Despite the huge number of economic data releases, assessing the true state of the economy is an ongoing struggle for the very simple reasons that data are released with a certain time lag. It is as looking at a temperature gauge to see how cold or warm it was several weeks ago. The challenge is even bigger when it concerns where the economy may be heading in the coming months or years. In this respect, indicators of long term expectations can be useful. One can think of survey based indicators (e g the survey of professional forecasters conducted by the ECB) but also of information inferred from financial market prices. One such indicator grew to prominence last year when Mario Draghi referred to it in his Jackson Hole speech about one year ago. It is the 5 year 5 year forward breakeven inflation rate. Derived from swap contracts, it is considered as a measure of long term inflation expectations (the market expectation for average inflation over 5 years within 5 years). Over the summer this indicator has been trending down in the Eurozone, fueling concerns that deflation worries are rising again and/or that the economy is losing steam. However, some of it may be related to the decline in oil prices (historically there is some correlation between the two) though financial market volatility could also play a role. The accompanying chart shows the standard deviation of daily returns of the Eurostoxx50 and the standard deviation of the Eurozone 5 year 5 year forward breakeven inflation.

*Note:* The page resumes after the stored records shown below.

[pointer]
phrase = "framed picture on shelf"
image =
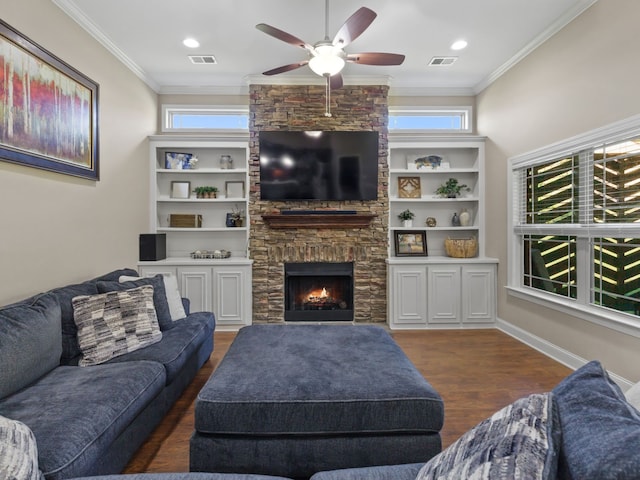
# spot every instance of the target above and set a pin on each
(234, 189)
(409, 187)
(180, 190)
(177, 160)
(410, 243)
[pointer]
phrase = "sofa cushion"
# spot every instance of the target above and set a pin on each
(183, 476)
(600, 429)
(18, 451)
(174, 299)
(520, 441)
(177, 346)
(30, 342)
(159, 296)
(77, 413)
(406, 471)
(114, 323)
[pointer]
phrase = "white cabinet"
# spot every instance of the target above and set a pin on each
(219, 286)
(407, 306)
(442, 293)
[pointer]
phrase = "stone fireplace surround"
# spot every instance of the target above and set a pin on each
(282, 107)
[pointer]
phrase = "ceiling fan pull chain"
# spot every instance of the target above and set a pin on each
(327, 112)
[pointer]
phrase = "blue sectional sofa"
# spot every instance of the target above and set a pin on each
(90, 420)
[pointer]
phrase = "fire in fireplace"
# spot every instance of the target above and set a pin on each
(318, 291)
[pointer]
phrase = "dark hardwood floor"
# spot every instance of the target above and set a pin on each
(476, 372)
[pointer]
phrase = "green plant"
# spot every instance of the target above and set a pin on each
(451, 188)
(406, 215)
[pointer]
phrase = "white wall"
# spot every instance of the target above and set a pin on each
(54, 228)
(585, 77)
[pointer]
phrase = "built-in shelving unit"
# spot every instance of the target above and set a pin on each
(220, 285)
(437, 291)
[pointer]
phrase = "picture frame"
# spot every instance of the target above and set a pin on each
(410, 243)
(234, 189)
(409, 187)
(180, 190)
(176, 160)
(52, 122)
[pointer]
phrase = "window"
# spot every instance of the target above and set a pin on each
(454, 119)
(195, 118)
(575, 228)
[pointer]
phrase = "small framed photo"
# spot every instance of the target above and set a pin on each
(180, 189)
(409, 187)
(410, 243)
(176, 160)
(234, 189)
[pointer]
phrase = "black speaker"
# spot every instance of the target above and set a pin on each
(153, 246)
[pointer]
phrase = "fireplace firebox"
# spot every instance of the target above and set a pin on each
(318, 291)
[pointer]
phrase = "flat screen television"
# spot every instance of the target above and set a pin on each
(318, 165)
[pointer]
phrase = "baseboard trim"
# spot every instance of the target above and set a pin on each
(555, 352)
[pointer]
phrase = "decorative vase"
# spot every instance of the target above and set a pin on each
(226, 162)
(465, 218)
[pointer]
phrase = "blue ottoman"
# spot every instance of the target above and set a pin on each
(293, 400)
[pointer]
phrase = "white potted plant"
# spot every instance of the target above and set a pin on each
(407, 218)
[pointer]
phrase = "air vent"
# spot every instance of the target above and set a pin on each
(203, 59)
(442, 61)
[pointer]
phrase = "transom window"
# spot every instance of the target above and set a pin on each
(455, 119)
(575, 230)
(194, 118)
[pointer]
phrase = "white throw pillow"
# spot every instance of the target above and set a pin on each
(174, 299)
(115, 323)
(18, 451)
(633, 396)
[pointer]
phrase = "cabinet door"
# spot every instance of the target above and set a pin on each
(408, 292)
(232, 295)
(195, 284)
(444, 294)
(478, 294)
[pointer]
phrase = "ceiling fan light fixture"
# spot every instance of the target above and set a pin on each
(327, 60)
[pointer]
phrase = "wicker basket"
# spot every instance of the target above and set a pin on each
(461, 247)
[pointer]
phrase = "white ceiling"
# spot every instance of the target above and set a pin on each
(147, 37)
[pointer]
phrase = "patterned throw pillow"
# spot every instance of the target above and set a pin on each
(18, 451)
(114, 323)
(521, 441)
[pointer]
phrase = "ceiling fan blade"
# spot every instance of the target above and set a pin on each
(376, 58)
(354, 26)
(336, 81)
(284, 36)
(286, 68)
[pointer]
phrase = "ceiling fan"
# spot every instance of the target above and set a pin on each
(327, 57)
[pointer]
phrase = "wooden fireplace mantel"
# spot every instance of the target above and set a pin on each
(319, 220)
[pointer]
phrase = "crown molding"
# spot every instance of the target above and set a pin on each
(545, 35)
(81, 19)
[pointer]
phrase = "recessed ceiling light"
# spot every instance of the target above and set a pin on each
(459, 45)
(191, 43)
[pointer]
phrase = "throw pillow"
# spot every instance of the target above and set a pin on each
(518, 442)
(159, 297)
(18, 451)
(174, 299)
(114, 323)
(600, 429)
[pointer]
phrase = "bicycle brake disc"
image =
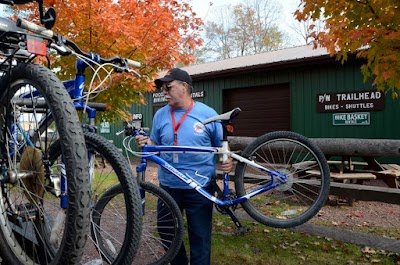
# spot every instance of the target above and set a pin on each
(31, 161)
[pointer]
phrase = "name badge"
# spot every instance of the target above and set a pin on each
(175, 158)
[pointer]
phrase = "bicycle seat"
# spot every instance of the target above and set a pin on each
(225, 117)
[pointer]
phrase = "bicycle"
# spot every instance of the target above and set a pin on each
(120, 239)
(281, 178)
(31, 202)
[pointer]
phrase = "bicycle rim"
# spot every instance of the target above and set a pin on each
(109, 168)
(301, 195)
(162, 230)
(33, 226)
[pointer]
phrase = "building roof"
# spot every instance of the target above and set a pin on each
(273, 58)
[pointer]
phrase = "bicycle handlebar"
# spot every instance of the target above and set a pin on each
(64, 45)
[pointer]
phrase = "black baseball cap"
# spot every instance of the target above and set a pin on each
(174, 74)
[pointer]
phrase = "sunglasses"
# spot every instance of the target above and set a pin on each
(168, 87)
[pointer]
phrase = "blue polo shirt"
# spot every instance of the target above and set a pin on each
(191, 132)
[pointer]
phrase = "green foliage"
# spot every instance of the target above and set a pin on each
(367, 28)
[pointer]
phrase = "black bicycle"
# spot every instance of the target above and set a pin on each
(39, 224)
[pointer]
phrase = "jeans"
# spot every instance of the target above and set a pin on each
(199, 218)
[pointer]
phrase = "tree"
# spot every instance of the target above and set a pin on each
(157, 33)
(244, 29)
(367, 28)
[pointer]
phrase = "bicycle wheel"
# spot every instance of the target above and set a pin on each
(108, 167)
(305, 190)
(34, 229)
(162, 223)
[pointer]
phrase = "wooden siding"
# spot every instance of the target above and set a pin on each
(305, 82)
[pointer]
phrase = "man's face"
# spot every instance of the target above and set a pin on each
(173, 92)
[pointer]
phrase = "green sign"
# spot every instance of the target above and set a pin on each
(355, 118)
(105, 127)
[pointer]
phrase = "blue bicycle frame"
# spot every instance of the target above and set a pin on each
(148, 153)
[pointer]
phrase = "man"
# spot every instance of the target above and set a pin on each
(180, 123)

For both series a moving window of 20 daily observations has been used and subsequently a 3 month moving average has been applied to visualize the short term trend.

image chart 4 sept 2015

There seems to be some correlation between the two series, suggesting that increased (lower) stock market volatility is accompanied by increased (lower) long term expected inflation volatility. This would indicate that the short term swings reduce its use as a long term indicator.